Opinion
(December Term, 1864.)
1. Application for exemption, on account of being the owner and manager or overseer of fifteen able-bodied slaves, must be made in reasonable time after 1 January, 1864.
2. Application on 22 November, 1864, is not in reasonable time.
(431) THIS was a writ of certiorari at the suit of Major Mallett, for the purpose of reviewing the judgment of Gilliam, J., in a writ of habeas corpus sued out by Murdoch White.
The writ of habeas corpus was applied for and issued on 22 November, 1864.
It appeared on the trial that the petitioner was the owner and manager of more than fifteen able-bodied slaves, and that he had all the other qualifications required by the act of Congress of 17 February, 1864.
It also appeared that on 20 April, 1864, the petitioner had applied for a detail as a farmer working ten hands, and that his application had not been acted on by the Department of War when he was ordered to camp in November.
Judge Gilliam discharged the petitioner on the authority of Savage's case, decided by Chief Justice Pearson.
Fowle for petitioner.
Bragg for Mallett.
Assuming that the plaintiff was, in the first instance, entitled to exemption as the owner or manager of fifteen hands, we are of opinion that he is too late in now making an application on that ground.
One of the conditions of the exemption is that the party "shall sell the surplus of provisions and grain now on hand, and which he may raise from year to year, to the Government," etc.

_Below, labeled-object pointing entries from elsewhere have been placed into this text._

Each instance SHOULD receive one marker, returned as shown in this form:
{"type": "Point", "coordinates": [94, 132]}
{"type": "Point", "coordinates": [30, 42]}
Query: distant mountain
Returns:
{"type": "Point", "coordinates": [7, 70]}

We think the application must be made in reasonable time, so that the Government may have the benefit of this condition in respect to the provisions and grain on hand. This application was not made until November, 1864, nine months after the passage of the act, which is not in reasonable time; for during that period the surplus of provisions and grain on hand in February, 1864, may have been sold, exchanged, or otherwise disposed of, and thus the Government would lose the benefit of a condition which has been made impossible by the act (432) of the plaintiff.
Whether an allegation that the plaintiff had on hand at the time he made the application now relied on the same surplus of provisions and grain which he had in February, 1864, would have met this objection, is a question not presented. It would seem, owing to the nature of the subject, that the Government should not be subjected to the inconvenience of going into such collateral matters by the folly or misfortune of the plaintiff in not putting his claim to exemption, in the first instance, on the ground he now takes. In a few words, the exemption is made to depend on a condition precedent, that the Government shall have his surplus provisions and grain at certain rates. Its performance is made impossible by the delay of the plaintiff, which is his misfortune.
The case of Savage, on which his Honor puts his opinion, was decided without reference to the point on which this decision is put. It is a new suggestion on the construction of the act of Congress, but, we think, well founded.
There is error. Judgment reversed, and judgment that the petitioner be remanded.